US-guided Erector Spinae Plane Block for Posterior Rib Fractures

Carlie Wilson, MS4

Article: Luftig, et al. “Successful emergency pain control for posterior rib fractures with ultrasound-guided erector spinae plane block.” American Journal of Emergency Medicine 2018; 36: 1391-96.

The idea: Recommendations for pain management of rib fractures include a combination of regional anesthesia (RA) and pharmacotherapy. Traditional RA techniques such as epidurals, paravertebral and intercostal blocks are technically complex with significant potential complications and are generally not used in the ED. US guided thoracic plane blocks are superficial, safer and easier to perform making them more suitable for ED patients. In 2010, the serratus anterior plane block technique was introduced. While this block effectively treats pain associated with lateral and anterior chest wall trauma, there is unreliable coverage for posterior rib fractures. The erector spinae plane block (ESPB) targets the posterior thorax making it a more suitable treatment for posterior traumatic injury. This paper presents the first description of ESPB utilized for pain control in the ED.

Background: Ribs are innervated by thoracic spinal nerves, which branch into ventral and dorsal rami. Ventral rami become intercostal nerves that innervate the lateral and anterior chest wall while dorsal rami innervate the posterior chest wall. The ESPB targets the erector spinae plane, which lies between the transverse processes of the spine and the overlying erector spinae muscles. Local anesthetic injected into this plane spreads anteriorly to anesthetize the ventral ramus as well as cephalocaudal extending 3 vertebral levels above and 4 levels below the injection point. This results in extensive thoracic anesthesia to the posterior and a large portion of the anterior and lateral chest wall.

Cases: Three cases are cited in this article (ranging in age from 38 to 79), all with posterior rib fracture(s) who had severe chest wall pain prior to ESPB. Within 30 mins of performing the block, all patients had effective analgesia, able to breath and move with minimal pain.

Technique:

1. Position patient in prone or lateral decubitus position with patient lying on unaffected side.

2. For rib fractures, target the transverse process that coincides with the area the patient finds most painful. However substantial spread of local anesthetic allows for flexibility in block placement location.

3. Perform a survey scan to identify key bony structures. Using the linear transducer in the sagittal plane, place the probe over the midline to identify the vertebral spinous process (superficial hyperechoic structure in midline creating shadow). Slide probe 3cm laterally toward side to be blocked and identify the transverse process (next most superficial bony structure, more blunted, thicker and wider than rib with underlying pleura difficult to discern). Slide the probe beyond the target laterally over the costotransverse junction to differentiate between the transverse process and rib. The transverse process should abruptly disappear and the posterior rib will come into view (deeper, rounder, thinner with highly visible pleura).
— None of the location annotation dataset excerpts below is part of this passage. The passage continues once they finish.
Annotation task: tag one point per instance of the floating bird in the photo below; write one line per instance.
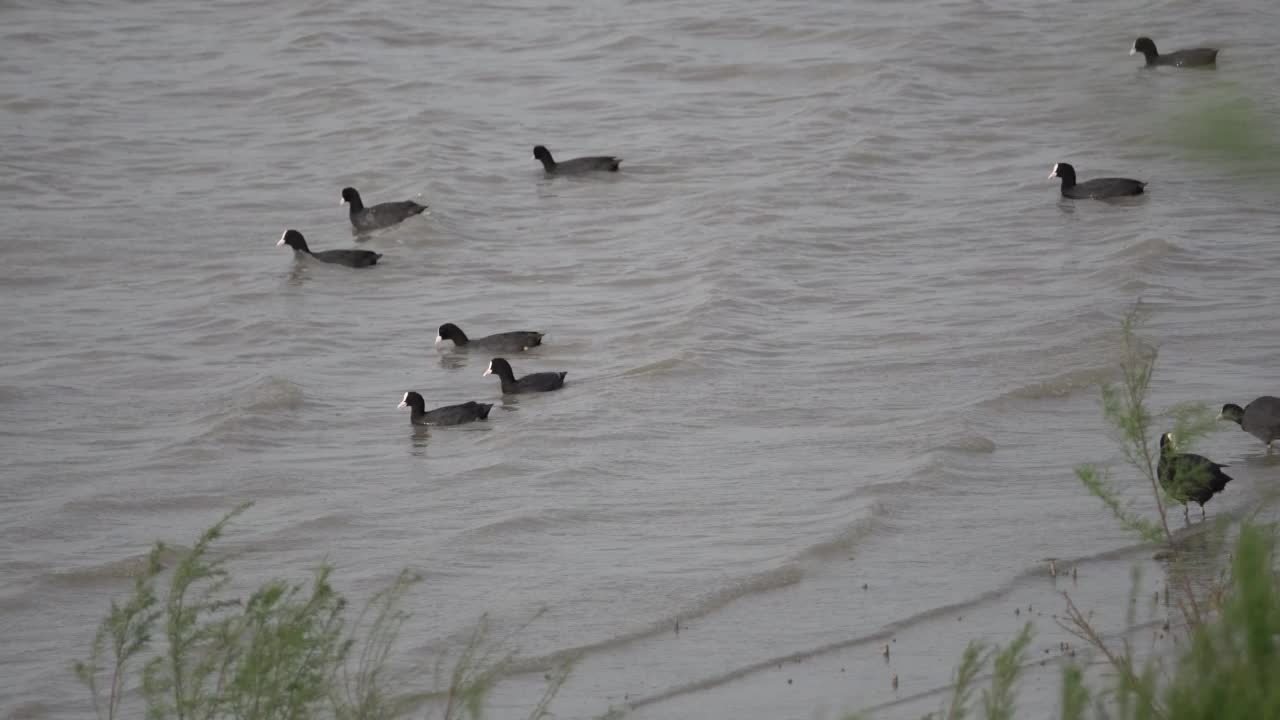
(515, 341)
(447, 415)
(382, 215)
(533, 382)
(1196, 57)
(350, 258)
(1097, 188)
(577, 164)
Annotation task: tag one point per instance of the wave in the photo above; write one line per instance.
(1063, 384)
(763, 582)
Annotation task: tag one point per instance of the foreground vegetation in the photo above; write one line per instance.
(287, 651)
(292, 650)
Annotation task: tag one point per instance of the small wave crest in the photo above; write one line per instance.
(1061, 386)
(768, 580)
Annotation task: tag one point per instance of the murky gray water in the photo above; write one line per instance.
(828, 327)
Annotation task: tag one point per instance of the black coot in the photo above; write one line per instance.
(1196, 57)
(1098, 188)
(1260, 418)
(533, 382)
(515, 341)
(350, 258)
(1188, 477)
(577, 164)
(382, 215)
(447, 415)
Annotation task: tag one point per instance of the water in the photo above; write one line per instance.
(830, 327)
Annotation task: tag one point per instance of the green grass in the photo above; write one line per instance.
(287, 651)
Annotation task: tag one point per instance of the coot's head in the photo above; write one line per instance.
(295, 240)
(412, 400)
(1233, 413)
(501, 368)
(448, 331)
(1064, 171)
(1146, 46)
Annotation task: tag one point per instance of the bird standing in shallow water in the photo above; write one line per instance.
(1260, 418)
(1188, 477)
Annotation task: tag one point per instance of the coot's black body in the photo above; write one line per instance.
(533, 382)
(576, 165)
(1188, 477)
(447, 415)
(1192, 58)
(1260, 418)
(350, 258)
(515, 341)
(1097, 188)
(376, 217)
4. Stabilize probe over the transverse process and identify a needle insertion site 1-2cm above or below the probe. After sterile prep, place a local anesthetic skin wheal at the insertion site, insert the block needle at a 30-45 degree angle until the needle tip is visible. Continue advancing the needle with in-plane US guidance to the posterior surface of the targeted transverse process (firm end point upon contacting bone).

5. Gradually inject a total of 20-40mL of local anesthetic, observing the anechoic fluid spread to separate the erector spinae muscle from the transverse process in the erector spinae plane. Trunk anesthesia usually develops within 30 min.

Risks and Limitations: The major risk is local anesthetic systemic toxicity, which can be avoided by using dilute anesthetic (e.g.  40mL of 25% bupivacaine). Theoretically the needle could cause a pneumothorax or puncture the epidural space (however this would require significant operator error as the target transverse processes act as a shield to deeper structures). Limitations include positioning (especially in severely injured patients) and body habitus (poor candidate if >5cm of tissue from skin to transverse process).

The takeaway: Posterior rib fractures are common and can be exceedingly painful with limited options for pain management in the ED. Early, aggressive pain management with regional anesthesia is a crucial element of rib fracture management to optimize pulmonary function and reduce opioid-related complications. Although it seems that more research is needed, this article suggests that ESPB offers a highly favorable efficacy, feasibility and safety profile requiring only a single extrathoracic injection to provide significant trunk analgesia. The authors advocate that this technique should be incorporated into ER care of patients with posterior rib fractures.